This Note is made pursuant to and is subject to the terms and conditions of that certain Amended and Restated Credit Agreement between Borrower and Bank dated as of October 13, 2014 (as amended, amended and restated, modified and/or supplemented from time to time, the “Credit Agreement”). Any defined event of default under the Credit Agreement shall constitute an “Event of Default” under this Note.

MISCELLANEOUS:

(a) Remedies. Upon the sale, transfer, hypothecation, assignment or other encumbrance, whether voluntary, involuntary or by operation of law, of all or any interest in any real property securing this Note (that would constitute an Event of Default under the Credit Agreement), or upon the occurrence and during the continuance of any Event of Default, the holder of this Note, at the holder’s option, may declare all sums of principal and interest outstanding hereunder to be immediately due and payable without presentment, demand, notice of nonperformance, notice of protest, protest or notice of dishonor, all of which are expressly waived by Borrower. Borrower shall pay to the holder within ten (10) days following demand the full amount of all payments, advances, charges, costs and expenses, including reasonable attorneys’ fees (to include outside counsel fees and all reasonably allocated costs of the holder’s in-house counsel), expended or incurred by the holder in connection with the enforcement of the holder’s rights and/or the collection of any amounts which become due to the holder under this Note, and the prosecution or defense of any action in any way related to this Note, including without limitation, any action for declaratory relief, whether incurred at the trial or appellate level, in an arbitration proceeding or otherwise, and including any of the foregoing incurred in connection with any bankruptcy proceeding (including without limitation, any adversary proceeding, contested matter or motion brought by Bank or any other person) relating to Borrower or any other person or entity.

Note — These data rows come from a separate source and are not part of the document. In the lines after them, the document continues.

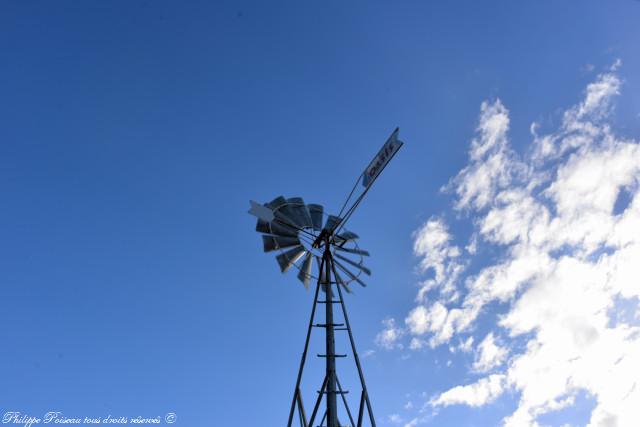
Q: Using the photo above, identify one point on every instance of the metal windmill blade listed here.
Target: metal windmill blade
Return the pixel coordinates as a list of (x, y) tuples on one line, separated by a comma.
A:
[(322, 249), (290, 227)]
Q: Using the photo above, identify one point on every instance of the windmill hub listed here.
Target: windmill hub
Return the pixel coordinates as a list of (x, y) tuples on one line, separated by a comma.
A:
[(304, 237)]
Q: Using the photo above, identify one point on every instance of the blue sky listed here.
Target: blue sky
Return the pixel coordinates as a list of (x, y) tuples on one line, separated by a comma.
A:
[(134, 133)]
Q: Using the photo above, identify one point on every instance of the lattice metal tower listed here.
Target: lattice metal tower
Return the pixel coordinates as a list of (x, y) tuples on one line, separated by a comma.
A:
[(305, 239)]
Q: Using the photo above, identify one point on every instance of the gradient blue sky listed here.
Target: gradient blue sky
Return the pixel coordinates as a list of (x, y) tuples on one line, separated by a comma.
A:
[(133, 134)]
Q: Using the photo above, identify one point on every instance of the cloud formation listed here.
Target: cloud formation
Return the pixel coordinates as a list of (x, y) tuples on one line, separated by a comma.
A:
[(565, 218)]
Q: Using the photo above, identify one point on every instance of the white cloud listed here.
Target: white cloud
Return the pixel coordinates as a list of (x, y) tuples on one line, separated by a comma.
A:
[(395, 419), (432, 243), (566, 262), (489, 355), (491, 165), (480, 393)]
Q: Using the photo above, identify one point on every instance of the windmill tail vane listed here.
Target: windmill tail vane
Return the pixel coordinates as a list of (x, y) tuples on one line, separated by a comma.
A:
[(304, 236)]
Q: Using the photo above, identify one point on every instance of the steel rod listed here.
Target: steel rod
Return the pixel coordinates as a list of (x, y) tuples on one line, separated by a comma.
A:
[(344, 400)]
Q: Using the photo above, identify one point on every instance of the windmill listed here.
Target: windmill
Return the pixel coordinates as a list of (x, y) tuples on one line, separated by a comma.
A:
[(306, 237)]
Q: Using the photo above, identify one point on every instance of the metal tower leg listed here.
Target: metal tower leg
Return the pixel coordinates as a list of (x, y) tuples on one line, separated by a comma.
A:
[(296, 393), (332, 406), (365, 393)]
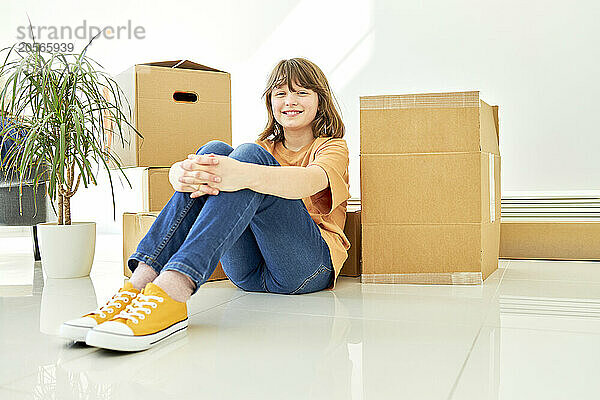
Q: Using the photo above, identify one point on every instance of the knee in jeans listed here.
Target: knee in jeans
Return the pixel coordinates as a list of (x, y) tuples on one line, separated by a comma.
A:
[(252, 152), (216, 147)]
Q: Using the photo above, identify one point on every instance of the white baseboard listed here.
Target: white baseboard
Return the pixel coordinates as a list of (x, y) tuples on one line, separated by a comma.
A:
[(15, 231)]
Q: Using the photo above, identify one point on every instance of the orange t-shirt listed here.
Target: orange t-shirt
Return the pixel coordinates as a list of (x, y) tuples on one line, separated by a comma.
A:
[(328, 207)]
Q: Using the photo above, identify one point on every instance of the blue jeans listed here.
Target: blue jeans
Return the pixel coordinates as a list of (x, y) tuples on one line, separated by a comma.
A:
[(265, 243)]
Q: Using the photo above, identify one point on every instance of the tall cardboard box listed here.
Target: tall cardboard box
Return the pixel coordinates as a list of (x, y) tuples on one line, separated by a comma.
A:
[(177, 107), (430, 188), (135, 227)]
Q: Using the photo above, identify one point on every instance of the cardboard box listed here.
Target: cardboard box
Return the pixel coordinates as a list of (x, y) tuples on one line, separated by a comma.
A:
[(177, 107), (352, 230), (433, 217), (135, 227), (550, 240), (150, 191)]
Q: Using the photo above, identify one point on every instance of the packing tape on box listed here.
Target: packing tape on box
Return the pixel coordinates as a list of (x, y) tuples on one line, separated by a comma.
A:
[(432, 100), (440, 278)]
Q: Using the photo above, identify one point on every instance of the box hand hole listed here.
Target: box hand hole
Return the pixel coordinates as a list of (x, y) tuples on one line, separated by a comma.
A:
[(185, 97)]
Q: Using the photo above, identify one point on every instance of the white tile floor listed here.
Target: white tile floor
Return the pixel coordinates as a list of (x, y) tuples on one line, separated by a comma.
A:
[(532, 331)]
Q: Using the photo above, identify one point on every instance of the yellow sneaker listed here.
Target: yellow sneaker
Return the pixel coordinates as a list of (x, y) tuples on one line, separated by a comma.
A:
[(152, 317), (77, 329)]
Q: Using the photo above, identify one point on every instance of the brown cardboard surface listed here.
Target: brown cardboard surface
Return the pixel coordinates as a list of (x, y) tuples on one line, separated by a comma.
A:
[(172, 129), (135, 227), (435, 249), (352, 230), (427, 123), (550, 240), (157, 189), (428, 188), (433, 216)]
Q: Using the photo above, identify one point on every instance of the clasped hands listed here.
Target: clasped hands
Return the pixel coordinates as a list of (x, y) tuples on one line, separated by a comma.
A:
[(203, 174)]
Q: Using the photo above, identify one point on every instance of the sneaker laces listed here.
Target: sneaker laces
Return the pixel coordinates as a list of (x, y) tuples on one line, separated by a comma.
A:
[(113, 302), (137, 309)]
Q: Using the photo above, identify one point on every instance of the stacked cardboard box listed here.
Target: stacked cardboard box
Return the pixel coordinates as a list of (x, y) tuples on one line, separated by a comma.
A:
[(177, 107), (430, 188), (554, 240)]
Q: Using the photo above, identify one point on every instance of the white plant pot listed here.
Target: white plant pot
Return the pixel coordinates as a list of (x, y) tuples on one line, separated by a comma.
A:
[(67, 251)]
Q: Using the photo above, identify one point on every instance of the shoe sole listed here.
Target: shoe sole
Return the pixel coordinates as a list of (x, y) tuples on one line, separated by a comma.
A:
[(74, 332), (120, 342)]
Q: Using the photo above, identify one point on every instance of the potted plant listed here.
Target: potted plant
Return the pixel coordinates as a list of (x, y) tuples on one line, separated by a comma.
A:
[(61, 105)]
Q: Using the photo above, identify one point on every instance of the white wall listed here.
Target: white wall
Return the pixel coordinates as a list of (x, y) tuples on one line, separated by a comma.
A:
[(538, 60)]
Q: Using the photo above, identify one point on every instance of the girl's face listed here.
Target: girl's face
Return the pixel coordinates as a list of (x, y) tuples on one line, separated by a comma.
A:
[(294, 110)]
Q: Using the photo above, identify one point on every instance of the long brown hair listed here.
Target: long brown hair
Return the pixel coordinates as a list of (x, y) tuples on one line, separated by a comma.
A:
[(304, 73)]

(b) Obligations Joint and Several; Assignment. Should more than one person or entity sign this Note as a Borrower, the obligations of each such Borrower shall be joint and several. Bank reserves the right to sell, assign, transfer, negotiate or grant participations in all or any part of, or any interest in, Bank’s rights and benefits under this Note.

(c) Governing Law. This Note shall be governed by and construed in accordance with the laws of the State of California.

[Signatures Follow on Next Page]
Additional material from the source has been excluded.